Damon Linker has up a response (check the second update) to my latest post at the Scene, in which he grants the importance of “hard-nosed analysis of whether the Bush administration was justified in torturing terrorist suspects in the specific, concrete circumstances it faced after 9/11”, but then objects:
… I think thought experiments like the one I lay out above also have their place, not because we should be open to torture (and other nastiness) in the abstract, but rather because such experiments might help us to understand and empathize with the moral complexity of statesmanship in times of genuine crisis (as opposed to during bouts of media-driven hysteria).

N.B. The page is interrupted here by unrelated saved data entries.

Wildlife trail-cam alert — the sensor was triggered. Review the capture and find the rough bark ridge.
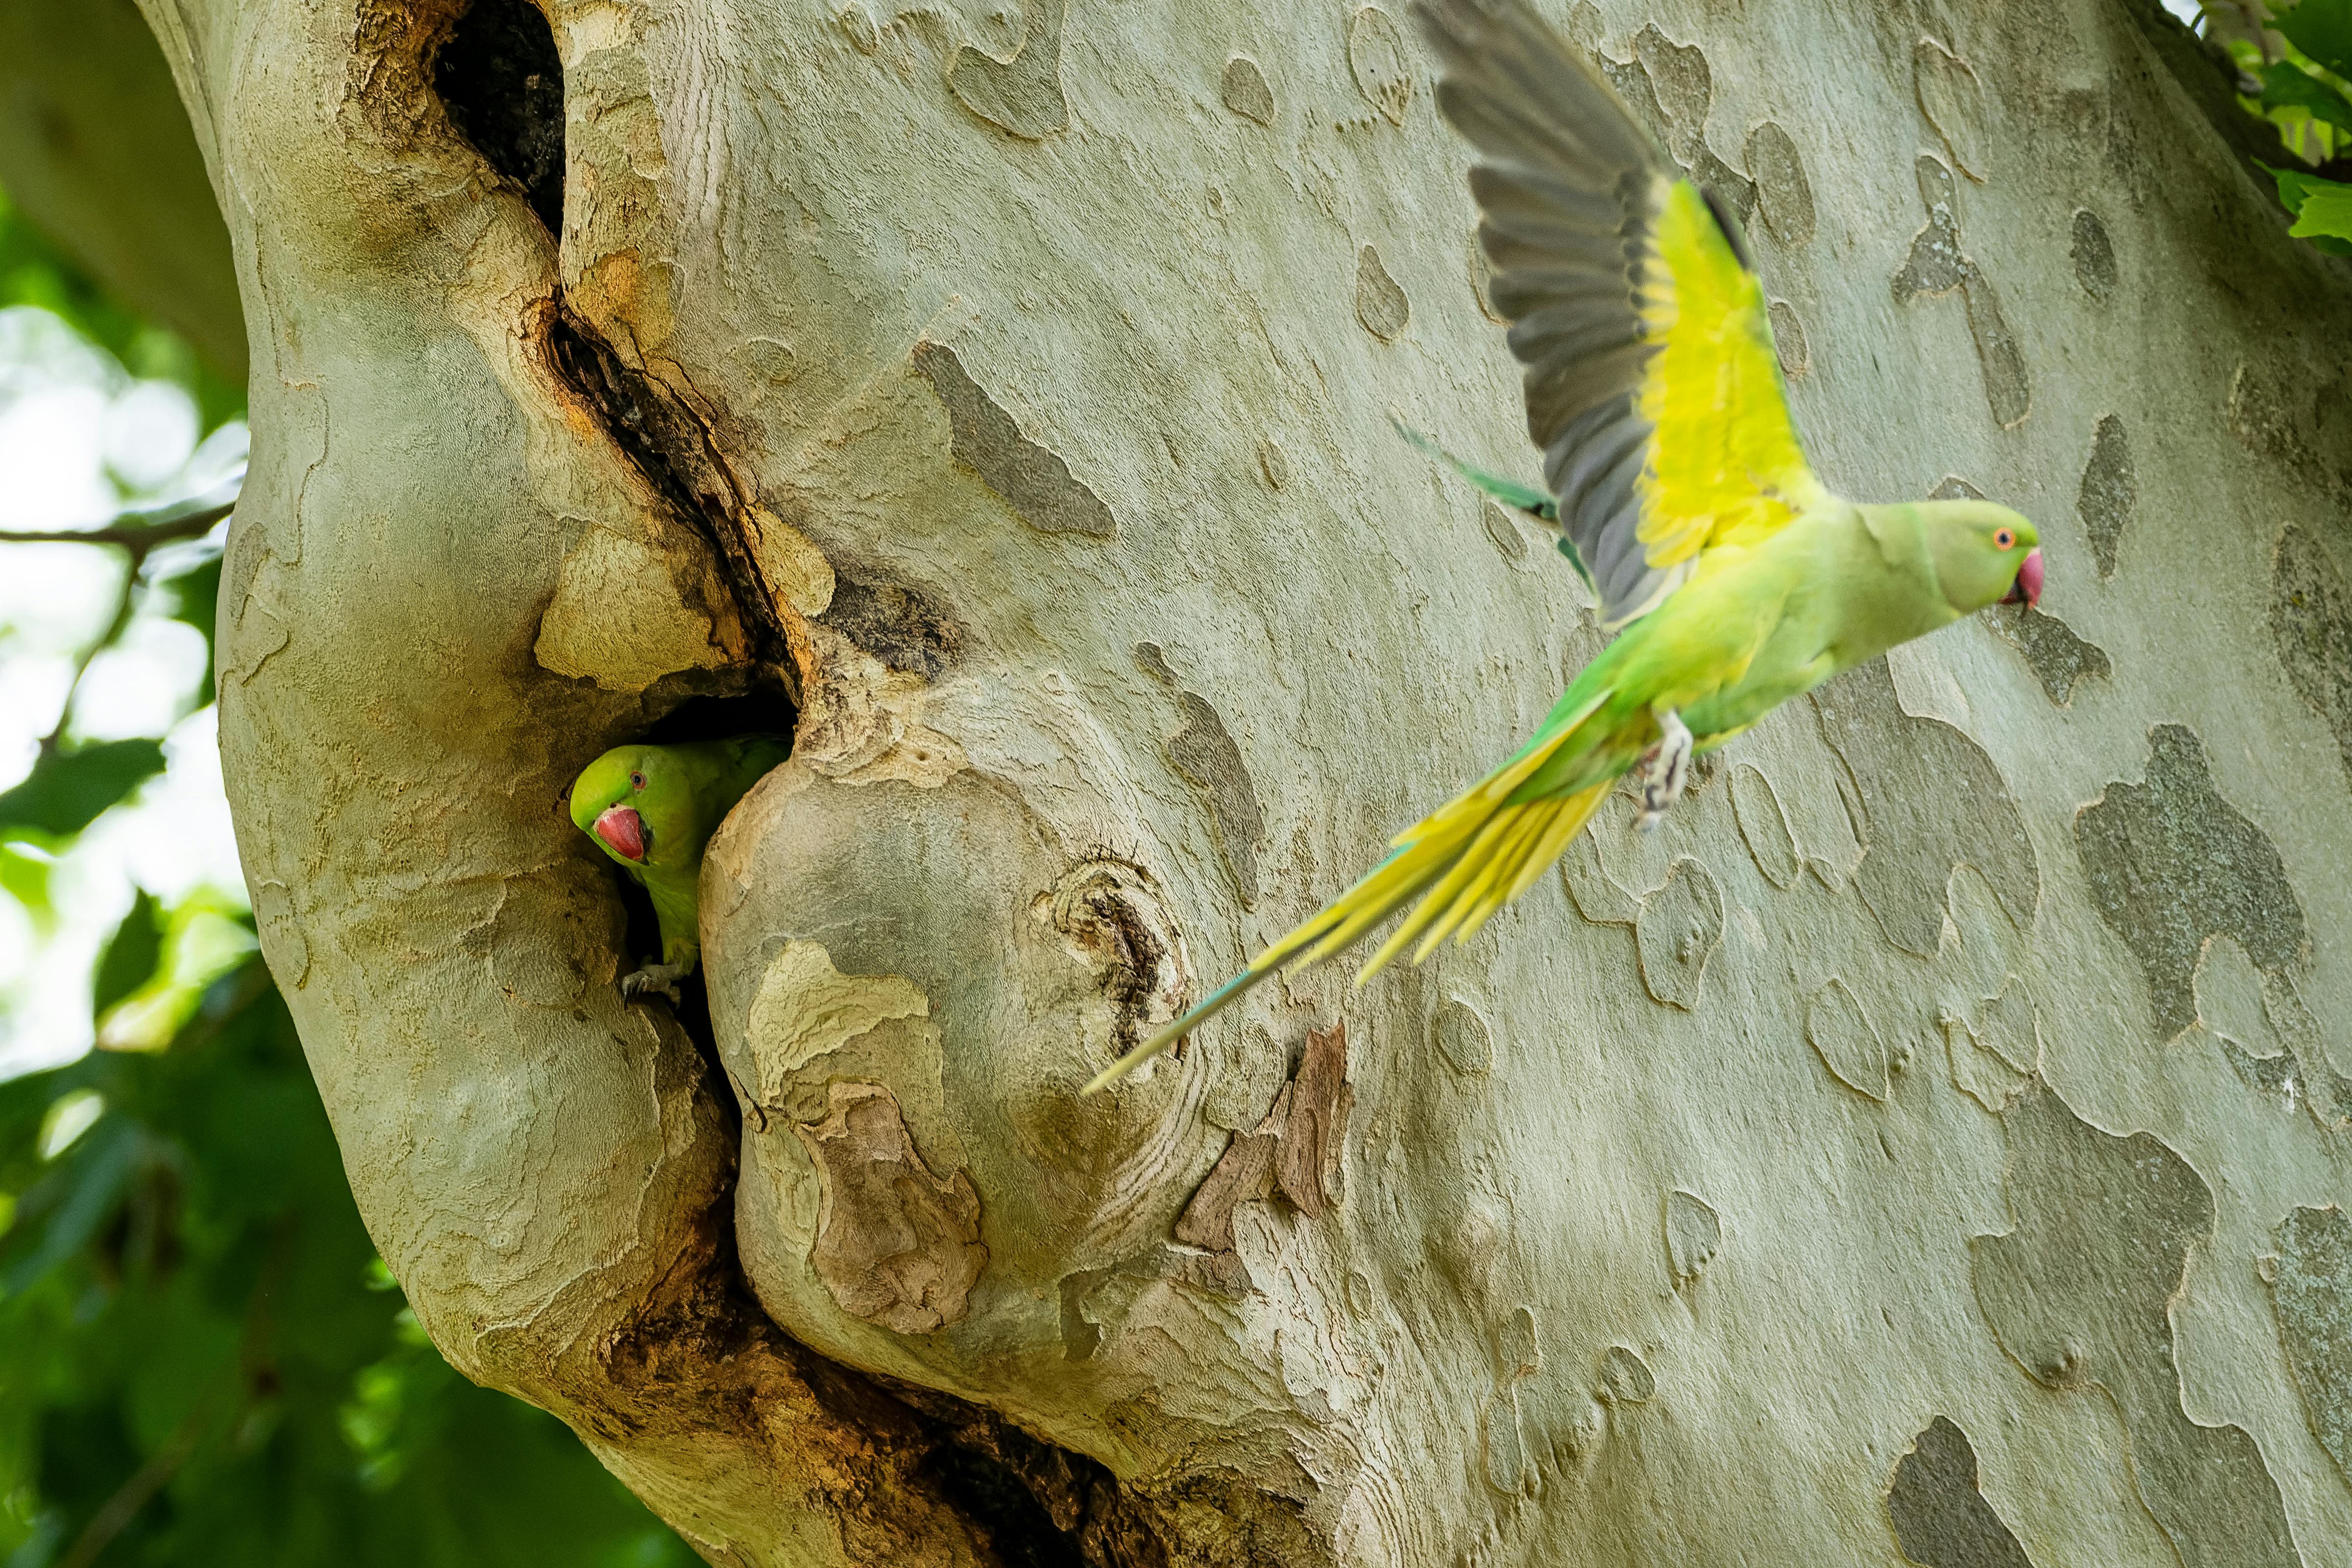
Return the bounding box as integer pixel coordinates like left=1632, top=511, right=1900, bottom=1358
left=145, top=0, right=2352, bottom=1561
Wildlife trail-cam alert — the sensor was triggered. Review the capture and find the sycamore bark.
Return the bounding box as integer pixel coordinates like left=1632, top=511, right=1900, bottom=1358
left=136, top=0, right=2352, bottom=1562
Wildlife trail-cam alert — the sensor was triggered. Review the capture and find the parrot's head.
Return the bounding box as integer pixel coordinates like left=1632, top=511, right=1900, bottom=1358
left=568, top=745, right=673, bottom=868
left=1923, top=501, right=2042, bottom=615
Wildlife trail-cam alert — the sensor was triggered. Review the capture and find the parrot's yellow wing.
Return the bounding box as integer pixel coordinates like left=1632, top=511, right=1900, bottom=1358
left=1419, top=0, right=1827, bottom=630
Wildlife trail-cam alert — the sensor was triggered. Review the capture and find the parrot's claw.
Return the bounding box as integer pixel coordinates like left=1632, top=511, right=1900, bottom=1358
left=620, top=962, right=690, bottom=1004
left=1634, top=709, right=1693, bottom=832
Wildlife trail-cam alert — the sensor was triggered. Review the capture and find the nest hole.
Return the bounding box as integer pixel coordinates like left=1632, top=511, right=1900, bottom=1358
left=434, top=0, right=565, bottom=234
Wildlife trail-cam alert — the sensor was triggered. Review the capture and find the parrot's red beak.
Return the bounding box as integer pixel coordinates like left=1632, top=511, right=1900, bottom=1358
left=593, top=804, right=647, bottom=861
left=2003, top=548, right=2043, bottom=609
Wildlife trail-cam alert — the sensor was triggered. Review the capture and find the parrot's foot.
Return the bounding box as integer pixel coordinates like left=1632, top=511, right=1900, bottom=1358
left=620, top=962, right=690, bottom=1004
left=1634, top=709, right=1693, bottom=832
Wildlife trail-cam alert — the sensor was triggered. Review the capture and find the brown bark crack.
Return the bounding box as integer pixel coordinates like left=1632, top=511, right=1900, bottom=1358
left=545, top=304, right=798, bottom=671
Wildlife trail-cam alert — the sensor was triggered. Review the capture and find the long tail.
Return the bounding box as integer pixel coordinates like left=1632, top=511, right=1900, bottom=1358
left=1082, top=691, right=1616, bottom=1093
left=1389, top=416, right=1596, bottom=593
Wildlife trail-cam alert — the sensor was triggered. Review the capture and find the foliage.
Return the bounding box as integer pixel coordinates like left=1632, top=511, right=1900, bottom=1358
left=0, top=962, right=695, bottom=1568
left=2220, top=0, right=2352, bottom=250
left=0, top=189, right=241, bottom=433
left=0, top=174, right=693, bottom=1568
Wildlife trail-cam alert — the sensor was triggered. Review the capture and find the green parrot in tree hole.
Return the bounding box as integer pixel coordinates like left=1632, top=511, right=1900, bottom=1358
left=568, top=735, right=790, bottom=1000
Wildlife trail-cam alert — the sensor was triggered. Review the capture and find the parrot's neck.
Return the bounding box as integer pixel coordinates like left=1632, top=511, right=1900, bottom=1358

And this understanding and empathy just might lead some to temper a bit of their indignation-fueled self-righteousness when they set out to judge the decisions of those who acted (and yes, perhaps erred in acting) to defend the common good.
I think we can read what Linker is saying here in two ways, neither of which seems to me to constitute an especially forceful objection. On the one hand, he might be saying that the mere fact that there are some situations in which a given behavior is permissible or obligatory shows that in any situation, whether such a behavior is permissible or obligatory is a complex question. But of course that’s false: having sex, for example, is sometimes okay, sometimes not, and sometimes in a morally gray area. But that there are situations in which it’s actually or questionably okay doesn’t show anything at all about the range of situations in which it demonstrably isn’t.
The other way to read Linker is as saying that awareness of the possibility of an agent’s misdiagnosing an actual situation – i.e., of mistaking, say, a situation in which torture is unjustified for one in which it is or might be – should be enough to bring us to sympathize with people who did something that we regard as unjust. But this is only plausible if the misdiagnosis in question was itself an understandable one, and so once again it seems that it’s the particulars of the actual case that really need to do the work: we need to look at the specifics and see, for example, whether the relevant actors in the CIA or the Bush administration could really have reasonably believed, say, that they faced anything like a ticking time-bomb scenario. It’s true enough that the question of why someone acted unjustly is relevant to determining the exact way in which he’s culpable – but there can be culpable ignorance, too, and even “honest” stupidity isn’t usually regarded as an exculpation.